The wine cooler and storage rooms were the nuns’ cells.  The dance floor was the courtyard garden and reception desk was the chapel. The pool area served as a corridor to enter the school without having to go outside.   It doesn’t take a lot of imagination to picture Brides of Christ scampering about in their lives devoted to work, prayer and being the bane of many a child’s classroom existence.

Mexico overflows with monasteries, convents and alike that, like Hacienda Guadalupe, are no longer used for their original purpose.  If used at all.  I’ve often pondered what it was like to be the last of Mohicans?

Faith, like culture, doesn’t change overnight and normally dies a slow death.  (We may no longer worship Zeus or Aphrodite, but most folks know who they were to ancient man.) The slowness allows those final friars, nuns and monks to know the end is coming.  Like with Agatha Christie’s Ten Little Indians, you see, one by one, fellow Indians die off as the building decays down around them.  It’s the dinosaur equivalent of being the last T-Rex and knowing there is no one left for you to wave your oddly tiny arms around at.

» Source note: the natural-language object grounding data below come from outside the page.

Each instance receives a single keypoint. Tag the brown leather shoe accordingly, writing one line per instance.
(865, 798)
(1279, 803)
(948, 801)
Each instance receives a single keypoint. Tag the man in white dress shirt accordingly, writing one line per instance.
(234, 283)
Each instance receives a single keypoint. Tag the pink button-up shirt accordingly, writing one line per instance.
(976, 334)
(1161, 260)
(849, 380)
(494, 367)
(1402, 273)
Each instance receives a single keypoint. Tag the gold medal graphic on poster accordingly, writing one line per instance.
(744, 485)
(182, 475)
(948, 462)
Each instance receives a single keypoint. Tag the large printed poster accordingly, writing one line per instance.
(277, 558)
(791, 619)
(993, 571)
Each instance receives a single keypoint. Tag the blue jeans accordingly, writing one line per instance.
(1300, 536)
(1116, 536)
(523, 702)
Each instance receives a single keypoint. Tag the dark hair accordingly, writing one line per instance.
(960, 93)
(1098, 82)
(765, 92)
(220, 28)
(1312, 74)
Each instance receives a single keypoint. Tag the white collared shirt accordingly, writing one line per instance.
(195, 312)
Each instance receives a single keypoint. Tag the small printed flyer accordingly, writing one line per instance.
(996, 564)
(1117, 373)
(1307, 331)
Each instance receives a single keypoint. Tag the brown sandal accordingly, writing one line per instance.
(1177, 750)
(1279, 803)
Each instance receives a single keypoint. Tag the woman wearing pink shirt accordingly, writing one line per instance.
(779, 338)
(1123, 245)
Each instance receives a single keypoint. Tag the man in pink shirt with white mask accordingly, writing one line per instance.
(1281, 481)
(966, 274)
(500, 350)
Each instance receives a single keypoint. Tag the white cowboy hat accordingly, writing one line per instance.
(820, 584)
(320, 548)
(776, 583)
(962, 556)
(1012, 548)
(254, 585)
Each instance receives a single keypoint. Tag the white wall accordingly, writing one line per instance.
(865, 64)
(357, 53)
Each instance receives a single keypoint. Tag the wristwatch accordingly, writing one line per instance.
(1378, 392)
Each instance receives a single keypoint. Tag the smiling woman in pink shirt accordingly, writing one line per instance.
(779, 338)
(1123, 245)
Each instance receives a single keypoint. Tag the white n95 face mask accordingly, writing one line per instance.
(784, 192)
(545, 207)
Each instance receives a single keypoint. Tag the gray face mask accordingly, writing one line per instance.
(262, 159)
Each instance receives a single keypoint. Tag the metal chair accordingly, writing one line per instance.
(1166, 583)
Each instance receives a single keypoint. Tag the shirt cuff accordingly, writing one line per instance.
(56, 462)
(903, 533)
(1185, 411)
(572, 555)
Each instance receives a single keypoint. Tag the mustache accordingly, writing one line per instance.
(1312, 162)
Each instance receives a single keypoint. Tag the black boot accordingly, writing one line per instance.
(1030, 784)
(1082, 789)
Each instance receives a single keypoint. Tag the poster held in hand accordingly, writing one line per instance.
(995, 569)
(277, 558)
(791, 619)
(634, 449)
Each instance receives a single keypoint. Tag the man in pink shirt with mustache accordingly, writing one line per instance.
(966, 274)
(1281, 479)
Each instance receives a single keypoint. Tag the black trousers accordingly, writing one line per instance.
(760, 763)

Religious orders still die off today.  Last week an Oratorio priest died bringing the count down to six priests in an area that, in my lifetime, gainfully employed seventeen.  There are no lines of young men anxious to join the order so I can’t help put ponder how awkward the dinner table has become.  Eating and pondering who is next and at what point are there simply not enough priests to keep the churches open?

Cloistered life has had an uptick in popularity among Millennials but even there in the last year I’ve seen our monastery dip from 24 monks to 8.  Why?  As Brother Jonas explained to me “They leave when they realize it is work to be cloistered.”  Personally, I would have thought the getting up at 4:30 to start work or prayer would have clued one it.

When at the tail end of an orders’ lifecycle, clergy are often tossed back to family for care.  That must really suck when one doesn’t have a relationship with nieces and nephews you are now expected to live with and have them care for you.

The Faith itself doesn’t appear to be dying out like the clergy is, so what is the solution?  The Pope himself recently sent up trial balloons in the media on the concept of married priests and more female deacons.  Too little, too late?  Only time will tell and fingers crossed there won’t be salsa lesson taking place in the Oratorio any time soon!